While the figures themselves are impressive the impact they will have is, as ever, dependent on how quickly projects can get off the ground. So, unlikely as it may seem, the most headline grabbing aspect of the announcements should really be the involvement of the insurance companies.
This new source of investment has been made possible by changes to the rules governing insurance investment, which make it easier for life insurance firms with long term liabilities to become involved in financing infrastructure and buildings. In doing so, the EU has paved the way for a new set of entrants to fund projects.
The challenge now is to ensure that the increased finance this can bring is used to the best effect.
The government is still not prepared to put long term energy needs above short term political gain
This means enabling projects that would not otherwise have gone ahead by investing in new schemes rather than existing assets. It also means ensuring that those projects which do receive financing - from insurers and elsewhere - are those which tick two boxes: upgrading UK infrastructure and doing it in a way which improves UK energy efficiency, which remains a major threat to long term economic stability, as well as the environment.

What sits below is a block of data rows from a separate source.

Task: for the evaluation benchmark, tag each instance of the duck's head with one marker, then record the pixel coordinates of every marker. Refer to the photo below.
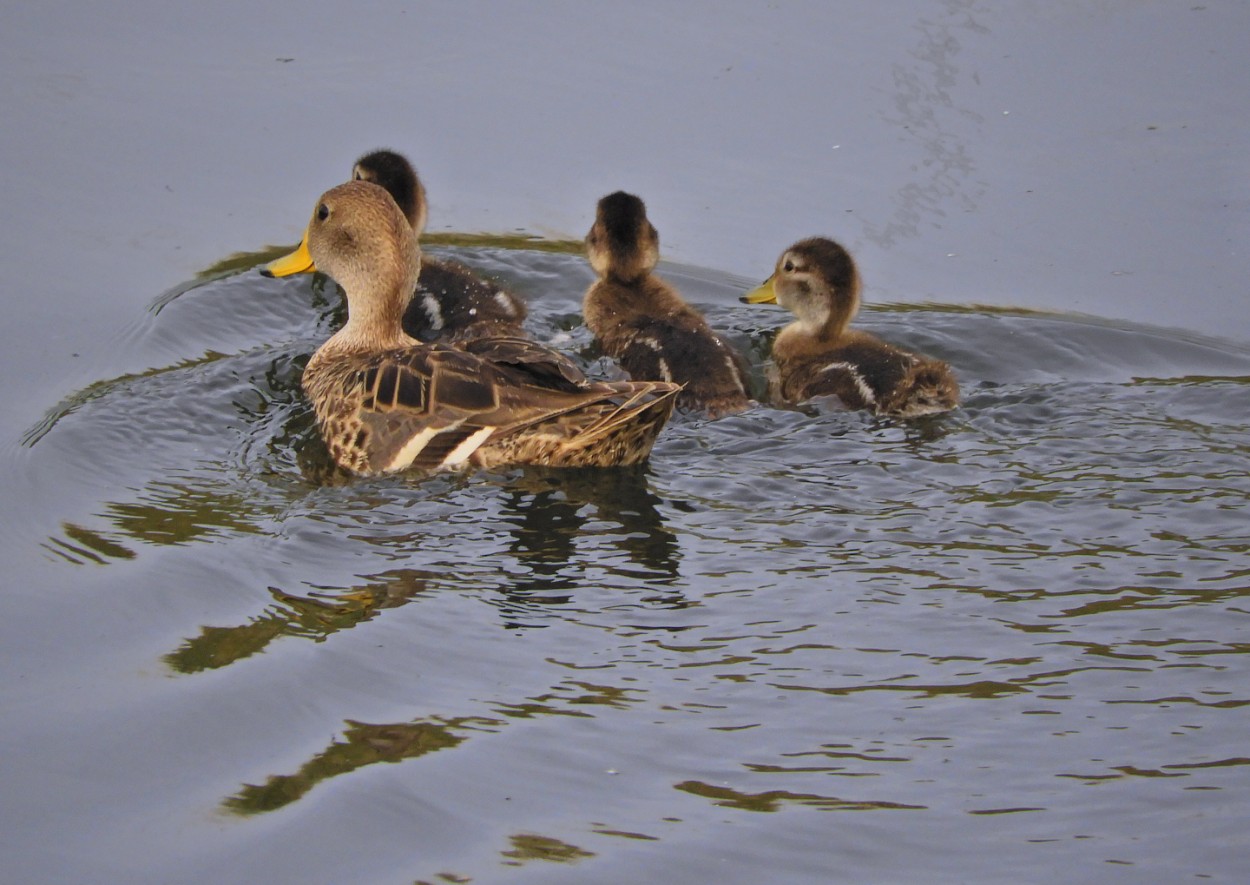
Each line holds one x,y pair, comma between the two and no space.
394,173
360,239
621,243
818,281
388,170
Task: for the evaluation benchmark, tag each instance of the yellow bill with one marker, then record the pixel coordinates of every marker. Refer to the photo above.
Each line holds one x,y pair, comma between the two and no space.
761,294
296,263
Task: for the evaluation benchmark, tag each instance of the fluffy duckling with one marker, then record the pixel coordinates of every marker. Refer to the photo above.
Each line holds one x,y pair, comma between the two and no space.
819,355
451,301
385,401
644,323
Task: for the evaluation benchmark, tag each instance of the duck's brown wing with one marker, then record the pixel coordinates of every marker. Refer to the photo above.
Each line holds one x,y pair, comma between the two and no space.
451,301
435,406
535,363
691,354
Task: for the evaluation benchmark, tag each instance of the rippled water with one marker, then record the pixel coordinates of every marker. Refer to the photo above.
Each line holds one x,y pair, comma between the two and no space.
1004,644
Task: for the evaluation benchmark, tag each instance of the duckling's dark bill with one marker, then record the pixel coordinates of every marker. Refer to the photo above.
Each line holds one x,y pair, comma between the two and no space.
295,263
761,294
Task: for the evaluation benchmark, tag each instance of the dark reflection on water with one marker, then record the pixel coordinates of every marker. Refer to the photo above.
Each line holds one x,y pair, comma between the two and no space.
979,619
363,744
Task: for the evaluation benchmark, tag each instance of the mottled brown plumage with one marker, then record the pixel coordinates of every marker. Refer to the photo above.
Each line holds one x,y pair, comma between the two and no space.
644,323
819,355
385,401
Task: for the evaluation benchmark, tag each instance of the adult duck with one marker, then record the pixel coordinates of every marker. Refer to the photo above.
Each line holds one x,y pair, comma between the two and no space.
385,401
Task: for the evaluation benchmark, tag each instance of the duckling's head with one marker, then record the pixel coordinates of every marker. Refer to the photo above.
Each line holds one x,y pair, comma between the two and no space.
394,173
818,281
621,243
359,238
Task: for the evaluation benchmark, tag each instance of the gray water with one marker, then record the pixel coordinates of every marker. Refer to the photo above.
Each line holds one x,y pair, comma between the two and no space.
1006,639
800,645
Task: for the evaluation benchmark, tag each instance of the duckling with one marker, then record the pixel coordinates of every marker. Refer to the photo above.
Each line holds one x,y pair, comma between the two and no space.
819,355
385,401
451,301
643,321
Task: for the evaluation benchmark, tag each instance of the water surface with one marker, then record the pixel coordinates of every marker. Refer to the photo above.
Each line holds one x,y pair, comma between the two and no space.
1010,638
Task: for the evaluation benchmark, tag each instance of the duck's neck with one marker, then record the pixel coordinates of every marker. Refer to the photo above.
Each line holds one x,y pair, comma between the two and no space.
824,328
373,325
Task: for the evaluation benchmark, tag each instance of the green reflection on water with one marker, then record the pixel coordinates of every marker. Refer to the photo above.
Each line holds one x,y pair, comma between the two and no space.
774,800
363,745
314,616
529,846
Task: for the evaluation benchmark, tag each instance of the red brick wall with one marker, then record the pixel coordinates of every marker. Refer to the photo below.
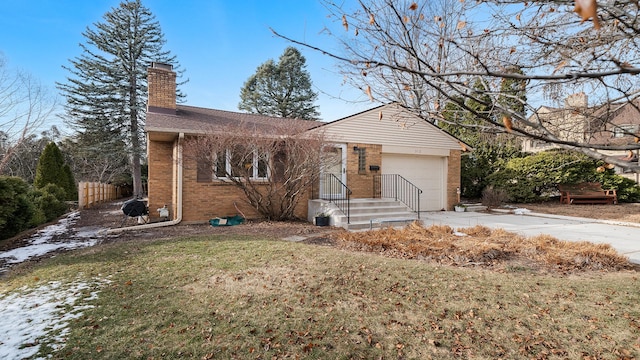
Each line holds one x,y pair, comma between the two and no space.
205,200
453,177
161,176
361,183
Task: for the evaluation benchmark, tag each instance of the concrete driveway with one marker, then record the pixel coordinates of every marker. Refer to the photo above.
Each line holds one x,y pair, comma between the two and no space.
624,237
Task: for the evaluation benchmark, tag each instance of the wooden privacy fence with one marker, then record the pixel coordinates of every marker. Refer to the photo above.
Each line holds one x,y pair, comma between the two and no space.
91,193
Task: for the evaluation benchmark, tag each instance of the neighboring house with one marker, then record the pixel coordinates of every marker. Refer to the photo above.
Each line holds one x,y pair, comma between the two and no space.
611,124
384,140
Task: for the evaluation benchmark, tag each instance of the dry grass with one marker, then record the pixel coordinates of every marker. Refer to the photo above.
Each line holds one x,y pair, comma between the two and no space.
231,297
482,246
626,212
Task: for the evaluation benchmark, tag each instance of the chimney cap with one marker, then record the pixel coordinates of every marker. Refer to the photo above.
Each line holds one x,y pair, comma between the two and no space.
163,66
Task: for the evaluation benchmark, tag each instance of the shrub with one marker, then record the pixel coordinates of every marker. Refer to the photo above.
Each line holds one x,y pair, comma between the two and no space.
16,210
493,198
51,169
536,176
49,203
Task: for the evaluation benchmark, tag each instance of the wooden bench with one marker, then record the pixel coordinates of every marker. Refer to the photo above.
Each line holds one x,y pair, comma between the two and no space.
586,193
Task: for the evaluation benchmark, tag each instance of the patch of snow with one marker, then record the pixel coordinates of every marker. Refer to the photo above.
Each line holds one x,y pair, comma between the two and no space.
33,316
521,211
42,242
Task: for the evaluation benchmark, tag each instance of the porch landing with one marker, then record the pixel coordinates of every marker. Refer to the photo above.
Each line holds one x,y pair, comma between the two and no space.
364,213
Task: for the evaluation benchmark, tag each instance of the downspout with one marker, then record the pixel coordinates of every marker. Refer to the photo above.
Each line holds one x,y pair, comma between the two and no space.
178,218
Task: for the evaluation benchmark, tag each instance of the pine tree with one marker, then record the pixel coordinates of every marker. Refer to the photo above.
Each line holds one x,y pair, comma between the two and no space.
106,92
281,89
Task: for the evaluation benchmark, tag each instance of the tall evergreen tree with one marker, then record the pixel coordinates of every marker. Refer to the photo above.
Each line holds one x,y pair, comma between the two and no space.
106,92
281,89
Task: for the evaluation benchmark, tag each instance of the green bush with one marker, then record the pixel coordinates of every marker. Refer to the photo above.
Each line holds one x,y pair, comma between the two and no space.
535,177
49,203
16,210
51,169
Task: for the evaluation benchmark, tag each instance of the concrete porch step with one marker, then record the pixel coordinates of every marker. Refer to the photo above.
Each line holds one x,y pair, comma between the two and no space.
363,211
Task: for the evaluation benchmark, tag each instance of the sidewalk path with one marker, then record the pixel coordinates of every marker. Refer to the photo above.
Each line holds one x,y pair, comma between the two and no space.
624,237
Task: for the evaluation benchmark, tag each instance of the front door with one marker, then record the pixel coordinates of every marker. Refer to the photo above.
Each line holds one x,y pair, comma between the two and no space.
333,172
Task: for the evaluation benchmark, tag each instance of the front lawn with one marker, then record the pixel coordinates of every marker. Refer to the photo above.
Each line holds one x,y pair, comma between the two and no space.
246,297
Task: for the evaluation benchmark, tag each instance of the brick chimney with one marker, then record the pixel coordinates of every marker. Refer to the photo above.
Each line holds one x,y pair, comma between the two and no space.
161,82
576,101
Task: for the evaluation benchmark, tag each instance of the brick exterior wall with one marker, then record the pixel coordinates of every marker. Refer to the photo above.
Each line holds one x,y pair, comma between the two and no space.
161,177
453,177
205,200
162,88
361,183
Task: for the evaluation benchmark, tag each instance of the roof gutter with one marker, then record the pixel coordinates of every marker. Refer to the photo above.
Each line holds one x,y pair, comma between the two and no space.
178,218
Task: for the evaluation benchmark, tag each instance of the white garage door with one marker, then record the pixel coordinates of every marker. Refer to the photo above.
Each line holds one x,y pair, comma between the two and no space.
426,172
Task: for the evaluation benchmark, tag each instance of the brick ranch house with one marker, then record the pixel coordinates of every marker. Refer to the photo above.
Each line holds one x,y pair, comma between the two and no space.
372,144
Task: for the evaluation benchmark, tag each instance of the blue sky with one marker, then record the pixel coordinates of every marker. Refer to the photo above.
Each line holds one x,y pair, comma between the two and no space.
219,43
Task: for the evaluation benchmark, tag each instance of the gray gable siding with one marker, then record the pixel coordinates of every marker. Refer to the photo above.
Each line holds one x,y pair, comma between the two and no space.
392,127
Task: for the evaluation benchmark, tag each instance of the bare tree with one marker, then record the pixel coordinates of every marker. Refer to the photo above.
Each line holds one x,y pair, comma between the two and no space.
25,106
274,167
558,49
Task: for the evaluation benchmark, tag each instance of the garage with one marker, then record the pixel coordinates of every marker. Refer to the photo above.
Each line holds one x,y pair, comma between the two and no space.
426,172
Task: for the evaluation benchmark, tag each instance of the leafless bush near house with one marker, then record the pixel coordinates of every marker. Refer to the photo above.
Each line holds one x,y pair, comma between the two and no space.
493,198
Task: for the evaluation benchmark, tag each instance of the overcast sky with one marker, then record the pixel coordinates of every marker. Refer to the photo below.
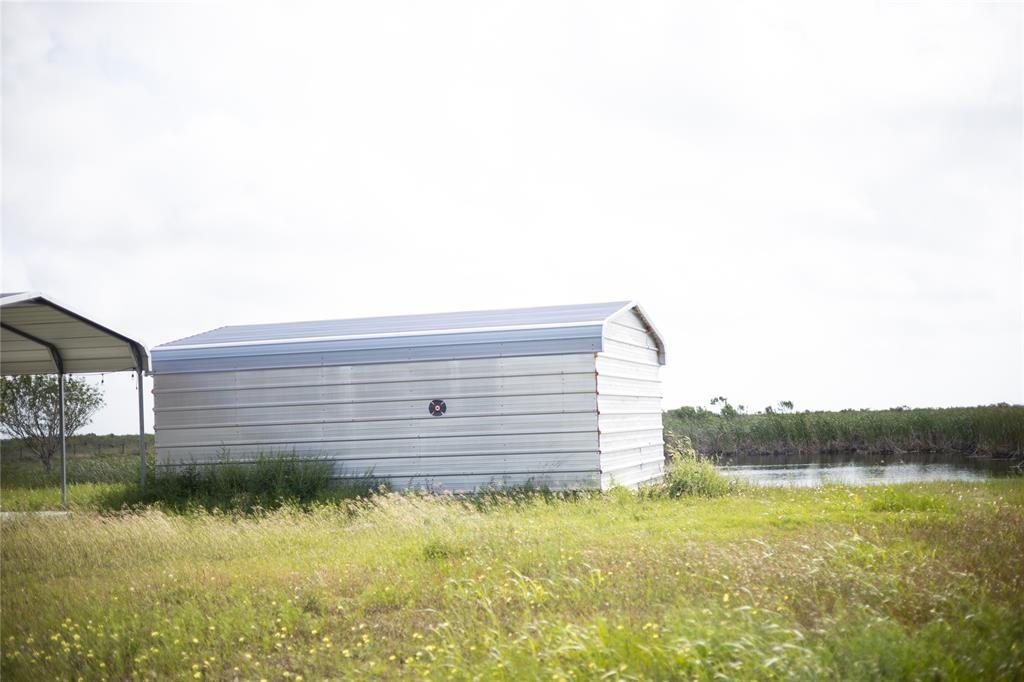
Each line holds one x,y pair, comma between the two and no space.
815,203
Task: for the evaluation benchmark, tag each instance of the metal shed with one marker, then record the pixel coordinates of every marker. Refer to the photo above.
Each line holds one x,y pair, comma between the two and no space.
562,396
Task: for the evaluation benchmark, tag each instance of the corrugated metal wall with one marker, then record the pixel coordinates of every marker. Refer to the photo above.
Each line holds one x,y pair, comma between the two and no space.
566,396
632,449
509,420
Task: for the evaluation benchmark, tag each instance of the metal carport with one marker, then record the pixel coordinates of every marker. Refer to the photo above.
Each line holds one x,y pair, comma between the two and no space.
40,336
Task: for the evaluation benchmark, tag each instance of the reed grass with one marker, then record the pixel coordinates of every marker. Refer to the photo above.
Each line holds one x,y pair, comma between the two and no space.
994,430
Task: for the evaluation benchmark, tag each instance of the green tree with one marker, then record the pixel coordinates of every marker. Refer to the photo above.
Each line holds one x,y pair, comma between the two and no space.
30,410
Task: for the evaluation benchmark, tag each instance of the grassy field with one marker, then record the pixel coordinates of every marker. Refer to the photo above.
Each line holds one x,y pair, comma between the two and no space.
984,430
909,582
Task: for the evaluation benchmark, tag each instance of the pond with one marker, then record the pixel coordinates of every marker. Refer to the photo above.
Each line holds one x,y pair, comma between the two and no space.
810,471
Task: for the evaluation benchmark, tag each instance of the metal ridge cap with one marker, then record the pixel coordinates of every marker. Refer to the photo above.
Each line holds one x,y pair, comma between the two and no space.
383,335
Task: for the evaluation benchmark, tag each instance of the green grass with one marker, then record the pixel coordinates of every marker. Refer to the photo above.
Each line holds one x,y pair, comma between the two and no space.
111,483
983,430
911,582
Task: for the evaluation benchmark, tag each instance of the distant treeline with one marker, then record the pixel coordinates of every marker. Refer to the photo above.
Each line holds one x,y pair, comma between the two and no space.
86,443
996,429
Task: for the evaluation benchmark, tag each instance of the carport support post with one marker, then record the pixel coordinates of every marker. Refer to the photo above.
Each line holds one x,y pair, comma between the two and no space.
141,433
64,448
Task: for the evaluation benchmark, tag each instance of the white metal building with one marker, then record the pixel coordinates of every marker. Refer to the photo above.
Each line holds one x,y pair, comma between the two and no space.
562,396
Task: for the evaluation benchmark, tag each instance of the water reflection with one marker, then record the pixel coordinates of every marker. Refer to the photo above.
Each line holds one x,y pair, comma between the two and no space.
810,471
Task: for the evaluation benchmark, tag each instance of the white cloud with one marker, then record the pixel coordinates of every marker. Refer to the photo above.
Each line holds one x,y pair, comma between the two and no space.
817,203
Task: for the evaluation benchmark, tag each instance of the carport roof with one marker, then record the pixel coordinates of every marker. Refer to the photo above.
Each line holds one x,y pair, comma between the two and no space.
40,336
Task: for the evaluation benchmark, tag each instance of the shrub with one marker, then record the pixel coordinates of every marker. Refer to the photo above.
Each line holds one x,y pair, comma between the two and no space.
688,474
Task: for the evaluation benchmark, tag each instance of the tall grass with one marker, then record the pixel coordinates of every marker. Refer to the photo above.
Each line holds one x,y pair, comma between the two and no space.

Treasury secretary Danny Alexander was certainly keen to stress the importance of carbon reduction to the infrastructure pipeline at the launch on Wednesday, which – coming from a part of government long seen as putting a brake on green policies – is encouraging. But there is still a huge mismatch between this apparent thawing and the policies emanating from Whitehall.
This was illustrated this week by the widely anticipated, but still hugely damaging, decision to effectively halve the amount of energy efficiency improvement work being done under the Energy Companies Obligation (ECO) scheme by doubling the amount of time energy companies have to meet their obligations. This apparent compromise will enable a short term cut to fuel bills, but is, in reality, a political veil that will ensure the cost of poorly insulated, energy leaking homes will continue to blight both consumers and the UK’s carbon reduction targets.
It is also clear evidence that the government is still not prepared to put the UK’s long term energy needs above short term political gains. Measures designed to boost Green Deal take up, announced alongside the changes to ECO, are scant on detail and - while they may be fleshed out - are a long way from making up for the cuts to ECO. It gives the impression, once again, of a government eager to be seen to be green, but creating a policy environment which is destined to be the opposite.
So, if the Treasury is serious about a more sustainable built environment, it needs to leverage the political and financial clout at its disposal. Otherwise, warm words will mean nothing.